Taking the Right Advice
Before filing for divorce, you likely will do a lot of internet “research” and talk to other divorcees about what happened in their case. The internet offers thousands of pages of data, opinion, articles, and blogs. You may not be able to separate fact from fiction and how the law will be applied to your personal and unique case. Your friends will also have horror stories about how their spouse “raked them over the coals,” and will be willing to offer their “expertise” about your finances. No two (2) divorce cases are the same. You should rely on the expertise of your experienced divorce attorney to guide you through the process and outcomes for your particular case.
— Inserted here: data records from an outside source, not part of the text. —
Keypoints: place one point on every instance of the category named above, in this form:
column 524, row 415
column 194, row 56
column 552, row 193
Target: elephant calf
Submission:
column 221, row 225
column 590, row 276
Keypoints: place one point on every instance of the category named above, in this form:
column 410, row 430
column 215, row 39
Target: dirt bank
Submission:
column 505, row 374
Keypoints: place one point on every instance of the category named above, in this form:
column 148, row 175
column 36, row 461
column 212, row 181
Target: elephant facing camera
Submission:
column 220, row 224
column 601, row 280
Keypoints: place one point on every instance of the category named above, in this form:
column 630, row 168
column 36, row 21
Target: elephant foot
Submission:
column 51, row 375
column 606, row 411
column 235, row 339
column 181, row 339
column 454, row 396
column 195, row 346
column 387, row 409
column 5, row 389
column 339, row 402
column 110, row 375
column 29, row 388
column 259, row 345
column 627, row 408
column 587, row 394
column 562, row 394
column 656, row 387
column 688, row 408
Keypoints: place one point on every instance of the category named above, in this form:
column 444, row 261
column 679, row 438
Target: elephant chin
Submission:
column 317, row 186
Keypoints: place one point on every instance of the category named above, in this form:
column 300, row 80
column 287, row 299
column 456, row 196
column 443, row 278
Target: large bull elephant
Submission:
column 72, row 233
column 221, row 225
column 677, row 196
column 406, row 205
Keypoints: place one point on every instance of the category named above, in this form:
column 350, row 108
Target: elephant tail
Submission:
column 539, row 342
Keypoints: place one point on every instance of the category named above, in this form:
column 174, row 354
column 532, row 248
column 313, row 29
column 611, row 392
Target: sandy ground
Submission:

Having Realistic Expectations
All too often, people are unable to comes to terms with their actual financial situation, and have unrealistic expectations regarding outcomes, timing, and costs. Your emotions may overtake your ability to make rational decisions. Therefore, it is important to be honest and transparent about your goals and desired outcomes with yourself and your attorney. An experienced and knowledgeable attorney will be able to provide you with honest, straight-forward advice that keeps you grounded in reality.
Many times, people are embarrassed about certain facts of their case, which makes it difficult for attorneys to effectively represent you. Not stating the truth can actually hurt your divorce action because your attorney could be blindsided in court. An experienced attorney knows how to use your facts to advocate for you.
Having the Right People by Your Side
People that are going through a divorce may not have the support system that they need. Using only your attorney for support is a costly and less-effective way to manage your non-legal concerns. You should surround yourself with trusted friends and family, a therapist, and/or financial advisor.